LAGOS, Dec 15 (Reuters) - A Nigerian tariff on car imports aimed at boosting local production has reduced the number of vehicles brought into the country this year by a quarter and fuelled smuggling from neighbouring Benin, the ports authority said.
Car imports fell to 70,453 units in the first 10 months of this year, a 26.8 percent reduction on the same period of 2016, Nigerian Ports Authority (NPA) figures showed.
The government imposed a 70 percent tariff on imported vehicles in December 2015 as part of attempts by President Muhammadu Buhari to stimulate local production.
Before that, the tariff was 20 percent. The head of the NPA said the policy meant local demand for cars was not being met.
“We appreciate the need for the government to have assembly and manufacturing in Nigeria but we are concerned that the capacity of the Nigerian market is beyond what is said to be assembled in Nigeria,” said Hadiza Usman, managing director of the NPA.
“We have seen a lot of cars being smuggled through neighbouring countries - mainly from Benin,” she added. Benin maintains low import tariffs compared with Nigeria, which for years been beset by chronic congestion in its ports.

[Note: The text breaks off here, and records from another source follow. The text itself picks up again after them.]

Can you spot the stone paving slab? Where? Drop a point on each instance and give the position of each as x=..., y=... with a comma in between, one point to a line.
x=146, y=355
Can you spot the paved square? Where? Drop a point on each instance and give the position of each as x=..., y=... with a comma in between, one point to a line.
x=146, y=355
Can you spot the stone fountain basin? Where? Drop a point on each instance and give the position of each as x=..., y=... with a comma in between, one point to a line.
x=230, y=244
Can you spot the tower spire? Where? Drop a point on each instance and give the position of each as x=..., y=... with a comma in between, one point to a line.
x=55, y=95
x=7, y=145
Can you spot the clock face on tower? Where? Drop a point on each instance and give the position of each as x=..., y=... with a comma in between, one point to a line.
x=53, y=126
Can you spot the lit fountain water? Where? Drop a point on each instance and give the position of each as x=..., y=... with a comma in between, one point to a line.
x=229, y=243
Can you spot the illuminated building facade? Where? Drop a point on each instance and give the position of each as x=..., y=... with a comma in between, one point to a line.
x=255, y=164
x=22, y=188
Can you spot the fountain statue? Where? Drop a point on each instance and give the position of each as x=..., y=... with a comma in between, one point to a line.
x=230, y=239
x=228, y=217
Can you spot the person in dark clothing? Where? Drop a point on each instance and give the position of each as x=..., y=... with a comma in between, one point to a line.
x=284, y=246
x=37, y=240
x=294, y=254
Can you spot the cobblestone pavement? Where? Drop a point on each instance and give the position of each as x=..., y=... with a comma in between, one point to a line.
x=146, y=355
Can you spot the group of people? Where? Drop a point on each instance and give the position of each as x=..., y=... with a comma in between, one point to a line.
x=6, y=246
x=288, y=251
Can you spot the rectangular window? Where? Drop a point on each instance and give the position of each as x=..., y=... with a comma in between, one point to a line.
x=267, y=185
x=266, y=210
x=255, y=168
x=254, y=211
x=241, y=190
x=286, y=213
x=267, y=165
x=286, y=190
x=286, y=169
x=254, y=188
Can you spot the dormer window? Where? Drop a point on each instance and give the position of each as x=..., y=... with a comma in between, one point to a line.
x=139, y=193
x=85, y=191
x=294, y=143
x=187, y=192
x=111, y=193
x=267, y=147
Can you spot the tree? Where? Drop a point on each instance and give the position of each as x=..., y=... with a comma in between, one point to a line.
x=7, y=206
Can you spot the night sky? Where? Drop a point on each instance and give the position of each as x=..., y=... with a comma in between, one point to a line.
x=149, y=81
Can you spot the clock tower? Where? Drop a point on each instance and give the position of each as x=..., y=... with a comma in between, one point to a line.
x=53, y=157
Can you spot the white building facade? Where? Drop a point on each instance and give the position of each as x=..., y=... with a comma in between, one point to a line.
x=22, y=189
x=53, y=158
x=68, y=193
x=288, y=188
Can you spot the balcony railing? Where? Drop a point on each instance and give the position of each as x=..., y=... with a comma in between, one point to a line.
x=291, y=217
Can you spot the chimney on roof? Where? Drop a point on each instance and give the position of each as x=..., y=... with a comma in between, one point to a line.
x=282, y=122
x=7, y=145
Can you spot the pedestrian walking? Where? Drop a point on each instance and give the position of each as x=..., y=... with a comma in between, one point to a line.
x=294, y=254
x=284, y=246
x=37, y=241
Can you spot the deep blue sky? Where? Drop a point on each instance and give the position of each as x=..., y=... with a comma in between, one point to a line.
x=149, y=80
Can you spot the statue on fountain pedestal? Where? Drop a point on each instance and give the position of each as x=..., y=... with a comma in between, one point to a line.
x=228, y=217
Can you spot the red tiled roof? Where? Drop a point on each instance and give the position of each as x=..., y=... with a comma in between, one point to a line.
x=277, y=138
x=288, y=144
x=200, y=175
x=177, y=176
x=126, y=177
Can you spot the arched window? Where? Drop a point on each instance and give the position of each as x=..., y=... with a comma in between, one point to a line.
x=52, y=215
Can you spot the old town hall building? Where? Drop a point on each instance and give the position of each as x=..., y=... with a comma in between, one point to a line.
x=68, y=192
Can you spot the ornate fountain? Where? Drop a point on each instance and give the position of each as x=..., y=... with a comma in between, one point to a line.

Vehicle imports fell to 96,222 units last year from 131,994 in 2015, according to port figures. Usman said the ports authority expected a further drop in 2018 to 67,400 units.
The tariffs imposed in 2015 attracted U.S. car maker Ford , South Korea’s Kia Motors and Germany’s Volkswagen, which announced plans the same year to set up assembly plants in Nigeria.
But activity slowed soon afterwards as the economy slid into recession in 2016 due to low oil prices and a currency crisis. Although it emerged from recession in the second quarter of this year, growth is fragile and limited financing for new cars has stunted sales.
Ford’s local partner said it assembled 739 units of its Ranger pickup in 2016 and this year. Its plant in Nigeria’s commercial capital, Lagos, can assemble 5,000 cars annually.
Kia Motors, which has a plant in Lagos with a 20,000 vehicle capacity, said it assembled 1,800 units this year but did not give figures for 2016.
And a representative of Stallion Motors, Volkswagen’s local vehicle assembly partner, said work stopped around August due to issues related to the exchange rate and production costs.